Las carreras de cuadrera, la taba, el truco,
el mús, el tute cabrero, hacían las delicias de los mayores y los pibes se
entretenían jugando a la rayuela, cazando pajaritos con la honda caminando por
los senderos del monte o remontando un barrilete. No había ningún peligro,
porque ellos respetaban la naturaleza y hasta las víboras se apartaban cuando
el bullicioso grupo se acercaba.
Los tecnócratas no lo podían entender.
Enfundados en trajes y lentes oscuros, buscaban el por qué del desinterés de
los paisanos a sus propuestas. Y ellos, los ignoraban. No aceptaban sus
tarjetas de regalo, esas que le significarían “una marca” con la que el imperio
sabría todos sus movimientos. Porque eso eran las tarjetas y la tecnología: una
marca, la misma que ellos utilizaban para reconocer sus animales, pero en otra
escala.
Eran felices como estaban y como siempre
habían vivido. Al cabo de tres días, la reunión terminaba y cada uno retornaba
a su lugar de origen con la promesa de otro encuentro, cuando surgiera la
oportunidad, el cambio de estación o alguna fiesta programada en alguna
estancia.
Los paisanos de todas las regiones ignoraban
que con su postura, con el correr del tiempo se constituirían en el futuro de
la humanidad, que estaba seriamente amenazada por “los adelantos” y la ambición
del imperio, que con sus ensayos bélicos no hacían más que causar desastres.
Y así fue. Cuando la hecatombe estalló,
cuando la electricidad desapareció anulando la tecnología, la gente no sabía
qué hacer. La muerte se llevó a millones que desorientados se enfrentaron por
riquezas estériles o por comida. La guerra como siempre cosechó su fruto pero
ellos, los paisanos, siguieron viviendo igual que siempre.

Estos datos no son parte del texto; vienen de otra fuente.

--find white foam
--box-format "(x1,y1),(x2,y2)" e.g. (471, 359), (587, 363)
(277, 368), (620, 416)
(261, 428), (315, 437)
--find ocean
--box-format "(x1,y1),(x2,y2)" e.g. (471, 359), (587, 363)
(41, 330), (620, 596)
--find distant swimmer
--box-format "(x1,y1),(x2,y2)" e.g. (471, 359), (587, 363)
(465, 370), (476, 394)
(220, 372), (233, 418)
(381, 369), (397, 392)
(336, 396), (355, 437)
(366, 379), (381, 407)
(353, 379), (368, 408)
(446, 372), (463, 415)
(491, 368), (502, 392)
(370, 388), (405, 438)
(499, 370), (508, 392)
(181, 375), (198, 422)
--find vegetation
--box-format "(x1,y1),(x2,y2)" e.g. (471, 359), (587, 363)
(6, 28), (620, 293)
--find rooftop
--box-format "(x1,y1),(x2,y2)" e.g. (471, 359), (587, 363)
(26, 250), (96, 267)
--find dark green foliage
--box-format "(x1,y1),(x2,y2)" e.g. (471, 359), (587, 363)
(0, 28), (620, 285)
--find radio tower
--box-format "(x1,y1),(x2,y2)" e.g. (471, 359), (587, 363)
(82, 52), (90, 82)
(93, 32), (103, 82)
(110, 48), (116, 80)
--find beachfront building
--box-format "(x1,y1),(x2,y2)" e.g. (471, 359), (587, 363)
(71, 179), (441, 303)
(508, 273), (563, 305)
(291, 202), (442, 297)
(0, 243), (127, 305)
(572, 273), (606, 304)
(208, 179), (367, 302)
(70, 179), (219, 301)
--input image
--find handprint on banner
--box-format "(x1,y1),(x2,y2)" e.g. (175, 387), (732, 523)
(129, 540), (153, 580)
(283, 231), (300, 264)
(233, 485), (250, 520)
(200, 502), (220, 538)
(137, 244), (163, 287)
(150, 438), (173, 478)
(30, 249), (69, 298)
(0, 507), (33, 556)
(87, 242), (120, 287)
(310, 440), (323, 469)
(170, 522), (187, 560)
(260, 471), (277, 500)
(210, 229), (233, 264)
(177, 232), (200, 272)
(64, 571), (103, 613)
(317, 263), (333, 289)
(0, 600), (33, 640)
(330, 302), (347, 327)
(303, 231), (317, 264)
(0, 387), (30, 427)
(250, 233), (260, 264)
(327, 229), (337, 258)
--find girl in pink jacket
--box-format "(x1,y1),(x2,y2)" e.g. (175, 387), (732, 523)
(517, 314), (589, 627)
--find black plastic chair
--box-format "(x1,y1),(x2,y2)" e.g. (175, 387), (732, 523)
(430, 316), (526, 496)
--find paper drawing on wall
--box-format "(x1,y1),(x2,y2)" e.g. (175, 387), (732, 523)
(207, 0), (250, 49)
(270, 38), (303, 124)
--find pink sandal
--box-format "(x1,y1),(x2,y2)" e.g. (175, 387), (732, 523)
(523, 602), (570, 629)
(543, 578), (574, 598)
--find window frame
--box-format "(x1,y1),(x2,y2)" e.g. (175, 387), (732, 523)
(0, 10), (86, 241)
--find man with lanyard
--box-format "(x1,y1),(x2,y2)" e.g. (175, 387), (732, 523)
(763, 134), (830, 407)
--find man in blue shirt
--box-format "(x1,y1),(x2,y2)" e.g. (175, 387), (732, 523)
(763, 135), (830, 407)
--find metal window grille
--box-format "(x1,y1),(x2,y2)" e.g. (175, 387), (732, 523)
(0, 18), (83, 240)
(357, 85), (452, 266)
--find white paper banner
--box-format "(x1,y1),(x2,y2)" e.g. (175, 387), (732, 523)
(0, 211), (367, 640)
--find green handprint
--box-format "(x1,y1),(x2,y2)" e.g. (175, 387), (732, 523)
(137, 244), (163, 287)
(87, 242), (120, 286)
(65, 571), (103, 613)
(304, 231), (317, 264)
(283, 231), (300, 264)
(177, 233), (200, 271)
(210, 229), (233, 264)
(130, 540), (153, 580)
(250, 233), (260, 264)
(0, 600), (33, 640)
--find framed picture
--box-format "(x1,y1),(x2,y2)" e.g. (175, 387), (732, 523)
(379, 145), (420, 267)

Se volvieron a juntar como lo hacían en las
ocasiones especiales pero esta vez, su misión era mucho más importante. Tenían
que enseñar lo que los sobrevivientes habían olvidado: a vivir respetando la
naturaleza, que fiel les brindaba todo, sin necesidad de guerras ni adelantos
que sólo engendraron enfrentamientos.
Así los paisanos, los “ignorantes”, se
convirtieron en forma natural en maestros, porque a tiempo supieron desechar
las tentaciones y evitaron “la marca”.